The components shown in Table 3 were mixed separately, and then in addition to using a certain amount of octadecylamine shown in Table 3 (the above-mentioned "FARMIN 80") with an average particle size of 5 μm and an average thickness of 0.2 μm, dimethyl hard A conductive paste was prepared with the same material as in Samples 1 to 9 except for flaky copper powder surface-treated with tallow amine ("FARMIN DM8098" manufactured by Kao Corporation) or oleic acid as the flaky copper powder.
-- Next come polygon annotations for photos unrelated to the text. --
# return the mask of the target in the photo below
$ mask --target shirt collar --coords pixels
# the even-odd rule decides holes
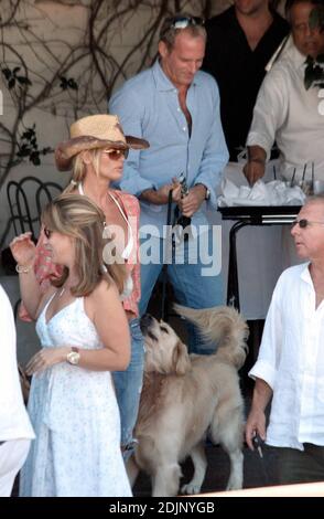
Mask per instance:
[[[307,262],[304,264],[304,268],[301,272],[301,279],[307,283],[307,285],[313,286],[313,280],[311,278],[311,273],[310,273],[310,265],[311,265],[311,262]]]
[[[156,60],[154,65],[152,66],[153,77],[156,84],[158,91],[168,92],[174,91],[176,87],[174,84],[169,80],[168,75],[164,73],[162,66],[160,65],[160,61]],[[197,72],[194,76],[194,81],[190,87],[199,86],[202,84],[199,73]]]
[[[304,72],[306,57],[307,56],[302,54],[295,45],[292,46],[292,60],[296,70]]]

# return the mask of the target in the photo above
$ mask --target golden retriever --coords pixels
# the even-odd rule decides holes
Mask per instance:
[[[176,496],[180,463],[192,457],[194,475],[181,489],[197,494],[206,473],[206,435],[230,458],[227,489],[242,487],[244,403],[237,370],[247,354],[248,327],[229,307],[176,311],[217,342],[210,356],[190,356],[186,346],[164,321],[141,321],[147,356],[144,384],[136,426],[138,444],[128,462],[133,485],[140,469],[152,480],[152,496]]]

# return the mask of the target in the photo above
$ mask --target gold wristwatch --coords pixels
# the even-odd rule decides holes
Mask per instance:
[[[79,363],[79,351],[78,348],[73,346],[69,353],[66,356],[66,360],[69,364],[77,366]]]

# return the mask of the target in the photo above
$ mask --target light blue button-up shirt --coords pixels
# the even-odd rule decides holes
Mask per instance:
[[[150,148],[130,151],[125,162],[121,189],[140,195],[145,189],[159,189],[182,172],[188,187],[203,183],[210,191],[208,203],[216,208],[215,189],[228,161],[228,151],[219,115],[219,94],[215,80],[198,71],[186,95],[192,117],[192,133],[179,102],[179,93],[164,74],[159,61],[127,81],[109,103],[126,135],[143,137]],[[141,226],[166,224],[166,205],[141,203]],[[208,224],[206,203],[192,223]]]

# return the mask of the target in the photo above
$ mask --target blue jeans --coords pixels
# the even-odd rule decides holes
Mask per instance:
[[[206,242],[205,236],[205,242],[203,243],[206,245],[208,254],[212,254],[212,231],[205,234],[208,236],[208,242]],[[165,241],[159,237],[153,240],[160,242],[156,246],[156,248],[160,247],[159,257],[165,257],[165,251],[163,255],[163,246],[165,246]],[[198,244],[199,240],[201,237],[198,237]],[[150,241],[152,242],[151,236]],[[141,245],[145,242],[147,239],[141,239]],[[218,245],[219,247],[222,246],[220,244]],[[159,275],[161,274],[163,266],[162,262],[158,263],[156,254],[152,254],[152,263],[149,263],[148,265],[141,264],[141,316],[147,311],[153,287]],[[224,305],[224,282],[222,274],[202,275],[202,269],[203,272],[204,269],[206,272],[208,265],[202,263],[199,254],[197,254],[197,261],[194,263],[190,263],[190,261],[193,261],[193,257],[192,253],[188,251],[188,242],[185,242],[184,263],[180,264],[174,262],[172,264],[168,264],[168,279],[173,287],[177,303],[190,308],[210,308],[214,306]],[[191,353],[209,354],[216,350],[216,345],[206,342],[195,326],[187,324],[187,330],[190,337],[188,350]]]
[[[133,428],[138,417],[144,370],[144,341],[140,320],[129,321],[131,336],[131,360],[126,371],[112,373],[120,413],[121,447],[127,459],[133,446]]]

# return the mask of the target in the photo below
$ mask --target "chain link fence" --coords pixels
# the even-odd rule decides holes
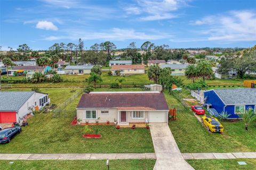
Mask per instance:
[[[76,110],[68,109],[66,107],[75,99],[84,92],[84,89],[82,88],[77,90],[75,94],[60,104],[53,111],[54,118],[74,117],[76,115]]]

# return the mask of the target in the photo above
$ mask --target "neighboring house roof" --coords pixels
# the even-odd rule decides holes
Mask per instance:
[[[148,64],[159,64],[159,63],[165,63],[164,60],[148,60]]]
[[[92,65],[67,65],[64,70],[86,70],[92,69],[93,67]]]
[[[37,69],[37,70],[43,70],[45,67],[40,66],[36,66],[35,65],[18,65],[18,66],[15,66],[13,68],[13,70],[36,70]]]
[[[170,67],[172,69],[185,69],[188,66],[188,64],[163,64],[160,65],[162,69],[165,67]]]
[[[256,89],[222,89],[213,90],[226,105],[256,105]]]
[[[123,91],[84,94],[77,108],[117,108],[133,110],[169,109],[163,94],[138,91],[134,93]]]
[[[12,62],[16,65],[20,65],[20,64],[31,64],[31,65],[36,65],[36,62],[33,61],[18,61],[17,62],[15,61],[12,61]]]
[[[0,91],[0,111],[18,110],[35,91]]]
[[[110,60],[109,61],[109,64],[132,64],[131,60]]]
[[[143,65],[115,65],[111,68],[111,70],[127,69],[145,69],[145,66]]]

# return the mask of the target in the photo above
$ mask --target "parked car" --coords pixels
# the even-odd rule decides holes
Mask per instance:
[[[12,138],[20,132],[21,132],[21,128],[20,126],[3,129],[0,131],[0,143],[9,143]]]
[[[202,123],[207,128],[207,130],[212,132],[223,132],[224,128],[218,119],[208,115],[202,117]]]
[[[198,115],[203,115],[205,113],[205,112],[203,109],[203,107],[200,106],[195,106],[193,105],[191,106],[191,108],[194,112],[195,112],[196,114]]]

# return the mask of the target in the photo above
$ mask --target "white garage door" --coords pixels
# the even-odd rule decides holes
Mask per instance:
[[[166,122],[165,112],[149,112],[149,122]]]

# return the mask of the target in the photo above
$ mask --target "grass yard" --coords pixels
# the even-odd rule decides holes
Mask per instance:
[[[107,169],[106,160],[0,160],[0,167],[5,170],[12,169]],[[151,170],[154,168],[154,159],[110,160],[110,169]]]
[[[51,101],[59,105],[73,93],[70,88],[42,89],[49,93]],[[107,88],[97,89],[102,91]],[[15,89],[12,89],[15,90]],[[111,89],[112,90],[112,89]],[[123,88],[118,90],[139,90]],[[10,89],[9,89],[10,90]],[[114,90],[113,89],[113,90]],[[79,97],[67,107],[75,109]],[[85,139],[85,126],[70,125],[73,118],[52,117],[51,113],[36,114],[29,125],[10,143],[0,145],[1,153],[117,153],[154,152],[150,131],[142,128],[116,130],[114,125],[91,125],[100,129],[100,139]]]
[[[172,95],[165,96],[170,107],[180,105]],[[256,151],[255,124],[246,132],[241,122],[221,122],[221,134],[208,132],[190,110],[178,110],[177,118],[169,126],[181,152]]]
[[[196,170],[253,170],[256,169],[256,159],[186,160]],[[237,162],[244,161],[247,165],[239,165]]]

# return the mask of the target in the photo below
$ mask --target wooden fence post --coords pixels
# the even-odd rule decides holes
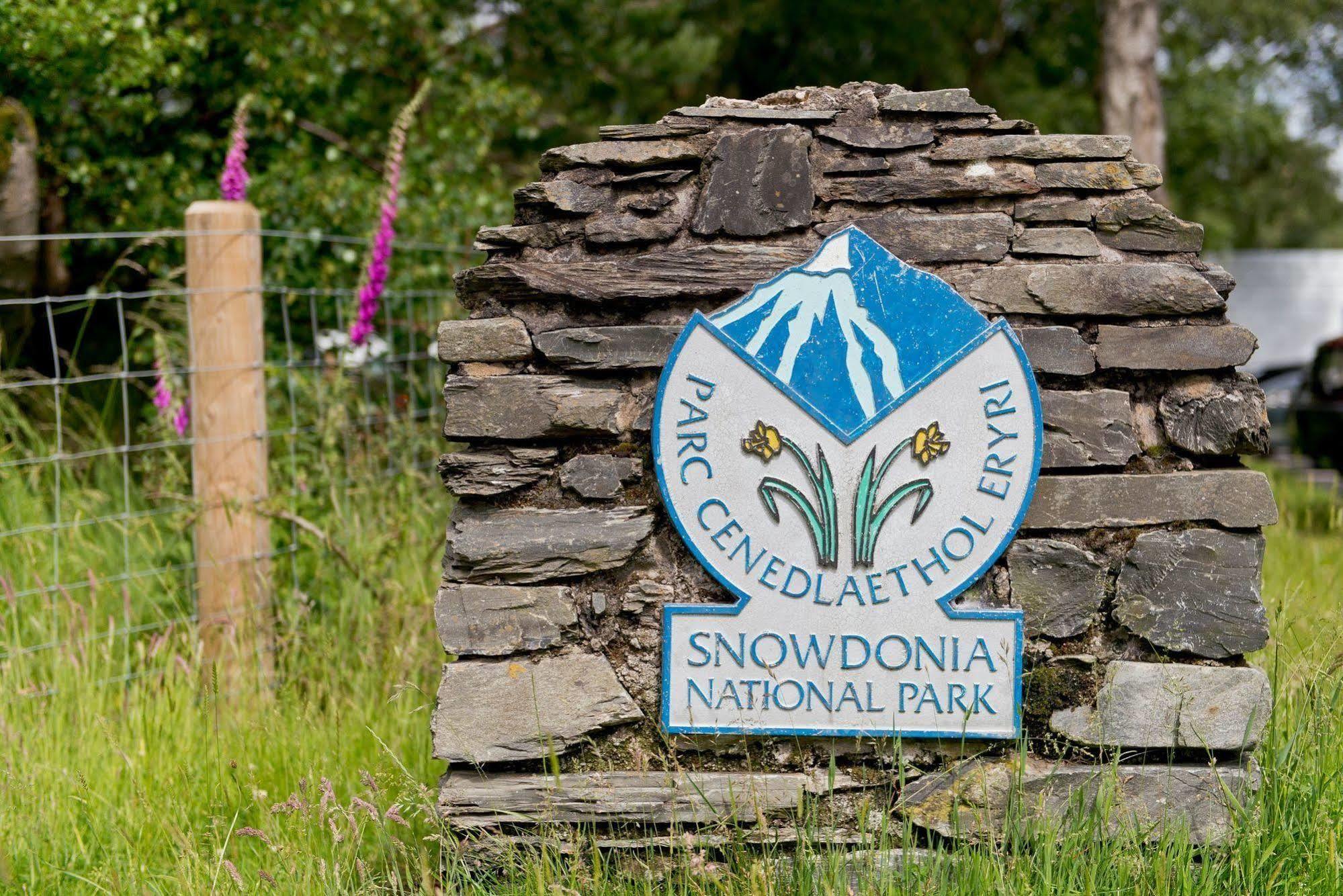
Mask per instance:
[[[246,201],[187,208],[196,609],[222,693],[274,670],[261,215]]]

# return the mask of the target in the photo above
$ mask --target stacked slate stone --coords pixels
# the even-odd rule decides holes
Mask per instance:
[[[890,813],[992,836],[1015,780],[1027,814],[1107,789],[1116,829],[1174,817],[1221,837],[1270,708],[1244,654],[1268,638],[1276,509],[1237,459],[1268,445],[1236,369],[1254,336],[1226,320],[1203,228],[1148,195],[1160,173],[1127,137],[874,83],[710,98],[600,137],[541,157],[514,223],[481,230],[489,261],[457,278],[470,320],[439,328],[443,434],[465,443],[441,461],[459,498],[436,603],[455,657],[432,723],[446,818],[791,829],[819,803],[837,840]],[[694,309],[849,223],[1006,317],[1035,369],[1042,476],[967,598],[1025,610],[1029,755],[658,727],[662,604],[729,599],[659,506],[659,368]]]

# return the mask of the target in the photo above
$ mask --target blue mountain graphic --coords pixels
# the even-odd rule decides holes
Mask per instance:
[[[845,433],[880,416],[988,328],[944,281],[857,227],[709,320]]]

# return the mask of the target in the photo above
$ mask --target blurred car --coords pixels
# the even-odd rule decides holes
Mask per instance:
[[[1343,337],[1315,351],[1288,418],[1297,451],[1343,469]]]
[[[1288,418],[1296,394],[1301,391],[1305,382],[1308,365],[1296,364],[1292,367],[1275,367],[1258,375],[1260,388],[1264,390],[1264,404],[1268,408],[1268,422],[1272,427],[1273,445],[1288,445],[1291,442]]]

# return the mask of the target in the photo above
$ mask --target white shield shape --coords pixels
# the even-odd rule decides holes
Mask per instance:
[[[1014,737],[1022,614],[958,606],[1011,541],[1039,394],[1006,321],[855,227],[686,324],[654,465],[736,598],[662,619],[678,733]]]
In addition, Sample 18 is a comparative example outside the scope of the present invention.

Experiment 3

Using the conductive paste of samples 16 to 18, an X7R 4.7μF (rated value) capacitor was used as the multilayer ceramic capacitor body, and in addition to setting the firing atmosphere and peak temperature in a nitrogen atmosphere containing oxygen at the concentration shown in Table 3, the Capacitors were produced in the same manner as in Experiment 1. The same test as in Experiment 1 was carried out; the results are listed in Table 3.

table 3

Sample No. 16 17 18* Spherical copper powder (parts by weight) covered with glassy thin film 10 50 - Spherical copper powder without glassy state film (parts by weight) - - 10 Flake copper powder (parts by weight) 90 50 90 Octadecylamine (weight%) 0.5 - - Dimethyl stearylamine (weight%) - 0.7 - Oleic acid (weight%) - - 0.5 BaO-ZnO-B ₂ O ₃ type glass powder (parts by weight) 8 6 12 Organic vehicle (parts by weight) 35 35 35 Binder removal zone _O2 concentration (ppm) 20 5 20 O ₂ concentration in roasting zone (ppm) 5 5 5 Peak temperature (℃) 820 820 820 Electrostatic capacitance (μF) 4.8 4.8 4.0 Blistering present or absent none none have Platability ○ ○ × Tensile strength (kg) 3.2 3.4 1.8 Thermal cracks (out of 30 samples) 0 0 2 Solder spatter (out of 30 samples) 0 0 3

*Comparative example

Obviously, in the results of Table 3, samples 16 and 17, which are mixed with spherical copper powder and flake-shaped copper powder coated with a glassy thin film, are superior to spherical copper powder and flakes that are not coated with a glassy thin film in all characteristics. sample 18 of copper powder.

Claims (6)

1. A conductive paste for terminal electrodes of multilayer ceramic electronic parts, comprising (A) a spherical conductive powder mainly containing copper and having a glassy thin film on at least a part of its surface, (B) a flaky conductive powder mainly containing copper Conductive powder, (C) glass powder, and (D) organic vehicle. 2. The conductive paste according to claim 1, further comprising (E) an aliphatic amine. 3. The conductive paste according to claim 2, wherein at least a part of said (E) aliphatic amine is adsorbed on the surface of (B) flaky conductive powder particles. 4. The conductive paste according to claim 2, wherein the amount of the (E) aliphatic amine is 0.05 to 2.0% by weight based on the weight of the (B) flaky conductive powder. 5. The conductive paste according to claim 1, wherein the weight ratio of (A) and (B) is in the range of 5:95 to 95:5. 6. The conductive paste according to claim 2, wherein the weight ratio of (A) and (B) is in the range of 5:95 to 95:5.